La historia continúa con la invitación de un peregrino llamado Tozzo, sacerdote de la diócesis de Augsburgo, que conduce a Magno hacia la evangelización del Allgäu oriental. El relato concreta un encuentro con el obispo Wichbert de Augsburgo, que confía a Magno la obra de cristianizar esa zona.
El paso del santo hacia el interior muestra la dimensión itinerante de la misión: Magno penetra en el «desierto», cruza el río Lech en un lugar identificado como St. Mangstritt («paso de San Magno») y edifica una celda que más tarde daría lugar al monasterio de Füssen, donde Magno muere.
Reliquias, reescrituras y problemas de coherencia
La transmisión del culto a san Magno del Allgäu se apoya en la historia de sus reliquias y del texto que narró su vida.
La enciclopedia católica explica que, en 851, el obispo Lanto trasladó las reliquias a la iglesia recién levantada de Füssen y que el Vita habría sido encontrado en un estado casi ilegible, siendo corregido y reescrito por Ermenrich. El relato vuelve a pasar por una etapa de reedición en 1070 por Othloh de St. Emmeram.

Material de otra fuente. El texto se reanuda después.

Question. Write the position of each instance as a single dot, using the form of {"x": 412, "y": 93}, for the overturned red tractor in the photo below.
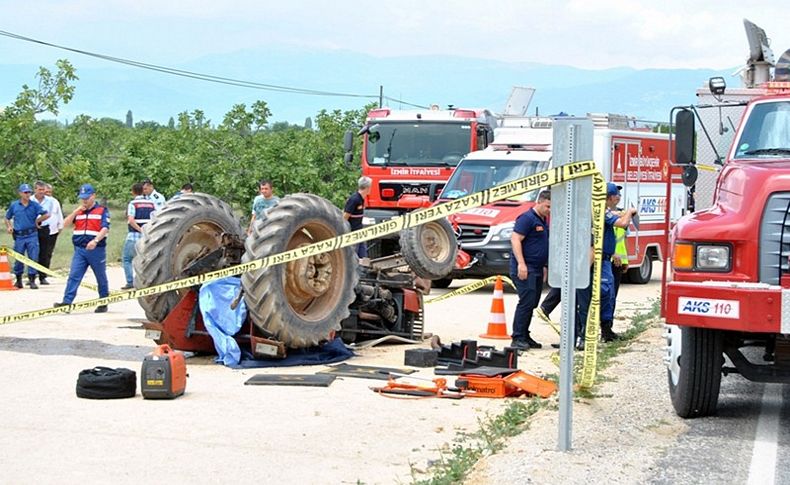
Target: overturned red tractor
{"x": 293, "y": 305}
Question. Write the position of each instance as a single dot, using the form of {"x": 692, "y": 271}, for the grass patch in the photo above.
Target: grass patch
{"x": 457, "y": 460}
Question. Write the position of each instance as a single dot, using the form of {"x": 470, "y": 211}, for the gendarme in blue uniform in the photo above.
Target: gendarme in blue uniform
{"x": 535, "y": 246}
{"x": 25, "y": 232}
{"x": 535, "y": 249}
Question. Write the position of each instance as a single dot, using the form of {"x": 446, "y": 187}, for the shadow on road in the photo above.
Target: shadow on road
{"x": 79, "y": 348}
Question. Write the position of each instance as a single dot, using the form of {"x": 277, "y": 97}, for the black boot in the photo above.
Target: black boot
{"x": 607, "y": 334}
{"x": 532, "y": 343}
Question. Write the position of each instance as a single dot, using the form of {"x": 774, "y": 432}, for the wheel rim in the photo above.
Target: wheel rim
{"x": 310, "y": 283}
{"x": 673, "y": 352}
{"x": 435, "y": 242}
{"x": 197, "y": 241}
{"x": 644, "y": 268}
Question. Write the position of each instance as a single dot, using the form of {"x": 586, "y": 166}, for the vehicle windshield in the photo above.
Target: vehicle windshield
{"x": 418, "y": 144}
{"x": 766, "y": 133}
{"x": 476, "y": 175}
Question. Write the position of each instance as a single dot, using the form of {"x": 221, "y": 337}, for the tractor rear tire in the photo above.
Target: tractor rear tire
{"x": 430, "y": 249}
{"x": 300, "y": 302}
{"x": 184, "y": 230}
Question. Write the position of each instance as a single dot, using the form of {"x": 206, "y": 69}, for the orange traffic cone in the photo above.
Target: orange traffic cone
{"x": 5, "y": 273}
{"x": 497, "y": 323}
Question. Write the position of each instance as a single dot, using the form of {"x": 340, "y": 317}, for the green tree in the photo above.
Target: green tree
{"x": 23, "y": 142}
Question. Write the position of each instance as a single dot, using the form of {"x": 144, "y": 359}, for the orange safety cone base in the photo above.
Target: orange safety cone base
{"x": 6, "y": 280}
{"x": 497, "y": 324}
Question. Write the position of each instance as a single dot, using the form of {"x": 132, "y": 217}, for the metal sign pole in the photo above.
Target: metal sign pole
{"x": 569, "y": 243}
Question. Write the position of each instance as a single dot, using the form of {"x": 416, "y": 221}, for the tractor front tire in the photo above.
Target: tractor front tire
{"x": 184, "y": 230}
{"x": 300, "y": 302}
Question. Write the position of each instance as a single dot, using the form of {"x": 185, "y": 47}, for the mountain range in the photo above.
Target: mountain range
{"x": 113, "y": 89}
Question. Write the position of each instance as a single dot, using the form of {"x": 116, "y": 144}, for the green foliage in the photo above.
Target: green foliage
{"x": 224, "y": 160}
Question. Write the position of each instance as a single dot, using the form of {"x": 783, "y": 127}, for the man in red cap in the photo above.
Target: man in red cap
{"x": 91, "y": 225}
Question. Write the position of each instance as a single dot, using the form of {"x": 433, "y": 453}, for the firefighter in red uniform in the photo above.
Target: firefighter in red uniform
{"x": 91, "y": 225}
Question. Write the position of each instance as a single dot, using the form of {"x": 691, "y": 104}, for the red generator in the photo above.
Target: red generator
{"x": 164, "y": 374}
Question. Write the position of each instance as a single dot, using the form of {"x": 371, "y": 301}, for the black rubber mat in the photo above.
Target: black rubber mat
{"x": 364, "y": 371}
{"x": 310, "y": 380}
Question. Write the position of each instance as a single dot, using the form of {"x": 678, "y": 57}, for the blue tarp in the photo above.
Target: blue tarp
{"x": 221, "y": 322}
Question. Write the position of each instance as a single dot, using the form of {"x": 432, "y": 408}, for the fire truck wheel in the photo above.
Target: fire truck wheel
{"x": 430, "y": 249}
{"x": 642, "y": 274}
{"x": 441, "y": 283}
{"x": 184, "y": 230}
{"x": 694, "y": 369}
{"x": 300, "y": 302}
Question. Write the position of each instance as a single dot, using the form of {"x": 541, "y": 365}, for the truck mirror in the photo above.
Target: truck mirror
{"x": 348, "y": 141}
{"x": 684, "y": 137}
{"x": 689, "y": 175}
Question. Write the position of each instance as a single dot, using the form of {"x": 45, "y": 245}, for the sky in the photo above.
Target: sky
{"x": 594, "y": 34}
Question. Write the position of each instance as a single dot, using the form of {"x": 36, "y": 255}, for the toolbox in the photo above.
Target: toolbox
{"x": 482, "y": 386}
{"x": 164, "y": 374}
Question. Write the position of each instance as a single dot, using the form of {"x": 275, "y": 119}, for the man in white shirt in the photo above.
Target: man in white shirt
{"x": 151, "y": 194}
{"x": 50, "y": 228}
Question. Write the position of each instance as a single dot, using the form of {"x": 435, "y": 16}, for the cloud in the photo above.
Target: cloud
{"x": 591, "y": 34}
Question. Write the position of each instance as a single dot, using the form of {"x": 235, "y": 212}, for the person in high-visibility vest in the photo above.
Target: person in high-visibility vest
{"x": 619, "y": 258}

El mismo texto recoge el juicio crítico de los estudiosos sobre las inconsistencias del relato: el texto presenta a Magno como discípulo de San Gall y al mismo tiempo lo sitúa como contemporáneo del primer obispo históricamente establecido de Augsburgo, Wichbert. Estas discordancias empujaron a distintos investigadores a rechazar toda la Vita como falsificación tardía, mientras otros sostienen una solución de compromiso: una primera parte añadida con posterioridad y una segunda parte escrita cuando se trasladaron las reliquias.
En términos de historia del culto, este fenómeno muestra una realidad frecuente en la Edad Media: la comunidad protege la memoria del santo, reordena materiales y armoniza tradiciones para mantener vivo el significado espiritual de la persona venerada.
Fiesta litúrgica
La memoria litúrgica vinculada a este san Magno aparece como celebrada el 6 de septiembre.